Scotland’s Trade Fair buzzes with activity


Optimism is in the air after a stellar year for Clarion Retail’s gift market buying show at the SEC Glasgow. The huge 3 day Trade Fair saw custom flooding in, and after a successful retail season in 2022, exhibitors and buyers are all in agreement that this year is looking positive for the sector.



Show director Mark Saunders speaks of what the future holds for retail:

“Whilst there are clearly big challenges still for all businesses, it will be considerably easier to navigate these as footfall in shops continues to build. The last three years have not been easy ones for exhibitions and in that time, new routes to market and subtle changes in buying patterns have emerged.

“However, over and over again, the overriding benefits of trade shows were evident. Face to face communication will not go away and the ability to see, feel, touch, taste and smell are a vitally important part of the buying process.”


Diversity and Inclusion in the Events Industry


For most sectors, the concept of Diversity and Inclusion is becoming high priority, and the events industry is no exception.



In a sit down with partners including Gregg Talley of US-based Talley Management Group Inc., Jean-Paul de Lavison of Canada-based JPdL International Inc. and Thania Carrera of Mexico-based T&C Group, World PCO Alliance asks what they believe the role of DEI is in the meetings and conferences sector.

We’ll go through a few top takes from the interview:

What does diversity, in the context of the meetings industry, mean to you?

Jean-Paul de Lavison: “Diversity is a tool that allows us, as meeting organisers, to see things from as many perspectives as possible. This fuller awareness goes into how we approach each event.”

What are some practices your firm incorporates to support diversity as an SDG goal?

Thania Carrera: “Our company has a committee that guides us in the principles and value of diversity and how to weave it into our corporate culture as well as in our collaborations with clients.”

What are your predictions for diversity, as an SDG principle, in the meetings industry?

Gregg Talley: “Diversity is here to stay, and we can and should be leading the way!”


Has Safeguarding become the Buzzword for the events industry?


What is ‘Safeguarding’? More often than not it’s a term that people associate with education, young people and and those at risk.
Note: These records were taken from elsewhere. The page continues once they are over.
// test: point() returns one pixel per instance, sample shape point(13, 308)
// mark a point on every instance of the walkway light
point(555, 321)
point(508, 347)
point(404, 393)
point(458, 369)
However, since the COVID-19 pandemic, it’s become a crucial part of event planning and management, keeping attendees safe and in good health.
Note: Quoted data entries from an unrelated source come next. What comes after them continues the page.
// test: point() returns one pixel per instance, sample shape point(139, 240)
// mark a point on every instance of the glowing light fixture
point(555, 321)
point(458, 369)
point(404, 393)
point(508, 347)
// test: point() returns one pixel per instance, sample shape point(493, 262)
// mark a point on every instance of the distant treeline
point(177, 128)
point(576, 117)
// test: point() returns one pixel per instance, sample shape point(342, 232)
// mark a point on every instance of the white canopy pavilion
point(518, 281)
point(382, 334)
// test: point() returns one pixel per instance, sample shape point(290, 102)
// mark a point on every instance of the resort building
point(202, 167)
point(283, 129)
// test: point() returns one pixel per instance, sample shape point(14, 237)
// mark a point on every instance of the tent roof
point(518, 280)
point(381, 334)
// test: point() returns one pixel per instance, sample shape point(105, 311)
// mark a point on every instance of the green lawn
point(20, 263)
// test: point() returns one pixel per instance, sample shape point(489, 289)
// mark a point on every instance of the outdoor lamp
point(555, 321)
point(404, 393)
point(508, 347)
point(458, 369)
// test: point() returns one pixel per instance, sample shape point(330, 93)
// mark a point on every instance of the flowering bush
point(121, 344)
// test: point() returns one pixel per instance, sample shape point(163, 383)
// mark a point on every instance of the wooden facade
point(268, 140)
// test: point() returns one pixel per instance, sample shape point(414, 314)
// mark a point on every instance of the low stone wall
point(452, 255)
1. Conduct a Safeguarding Risk Assessment – Identifying the potential risks and threats that could potentially harm their attendances, ensuring that specific measures are put in place before the event takes place.
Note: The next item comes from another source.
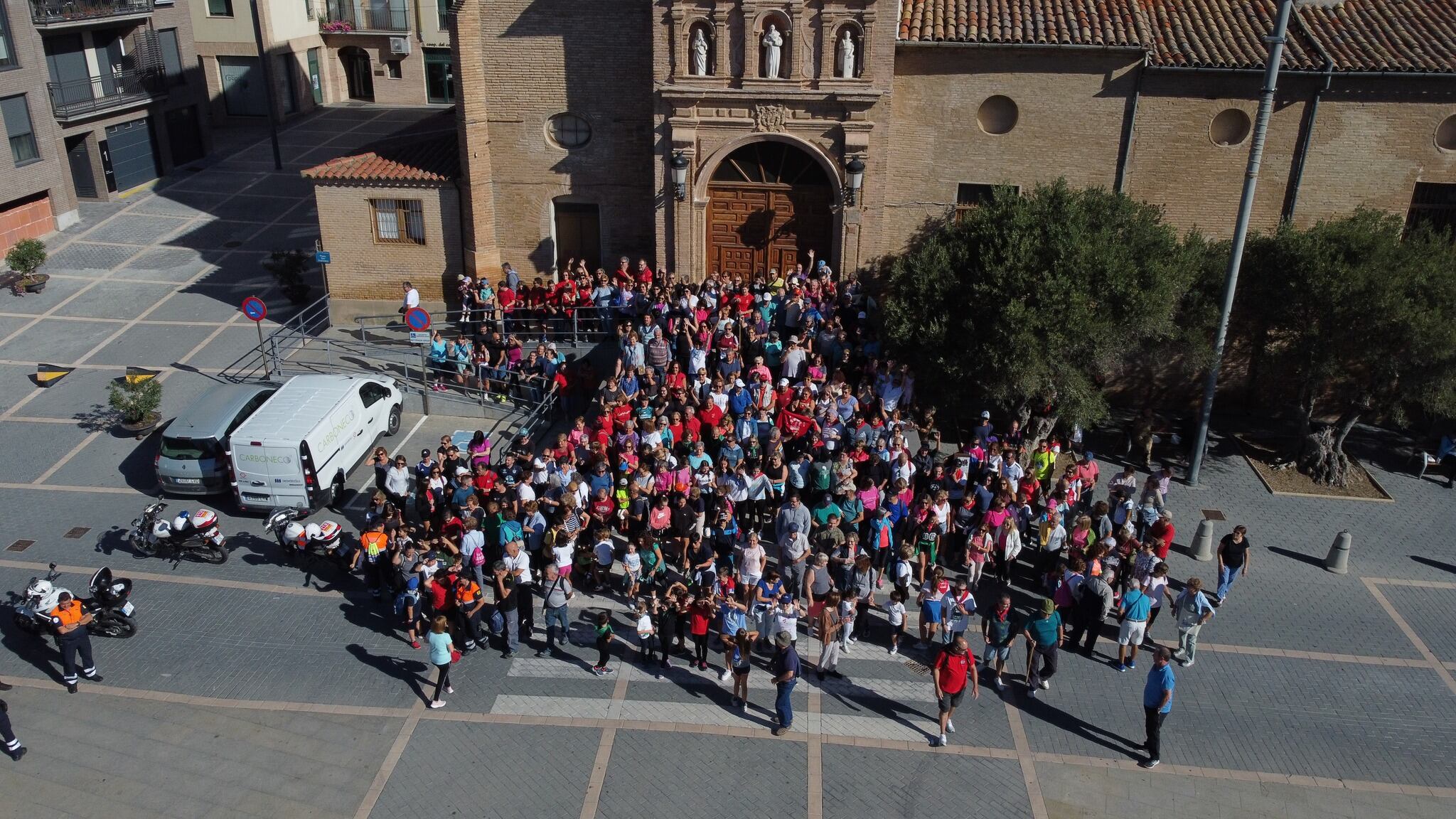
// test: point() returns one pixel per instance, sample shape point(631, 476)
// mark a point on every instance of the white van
point(299, 448)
2. Coordinate with Local Authorities – Identify through the local authority whether there is any intelligence around said event and ensure that the event polices align with those of the local authority safeguarding hub.

3. Communicate with Attendees: – Event planners should communicate with their attendees prior to the event, outlining what safeguarding procedures are in place.

4. Train Staff & Volunteers: Companies should train staff on the event safeguarding procedures as well as any additional emergency evacuation procedures.

5. Continuously Monitor and Review Safeguarding Plans: Organisers should ensure their policies and procedures are up to date in line with the latest guidelines and that all measures are effective and robust.

6. Designated Safeguarding Lead: Event Organisers should have a specific member of staff or team designated to overseeing all areas of safeguarding and child protection.

7. Safeguarding Policy: Event planners should have an overall safeguarding policy highlighting the policies and procedures of the event as well as the main contact numbers at local authority and how to make a referral.

Minimise hazards and risks is an essential part of the event planning process, so a handy little list like this a great tool for all us event profs. Cheers Thomas!


Well, it’s adios for this week folks

Have a fab start to February and we’ll catch you on the flip side!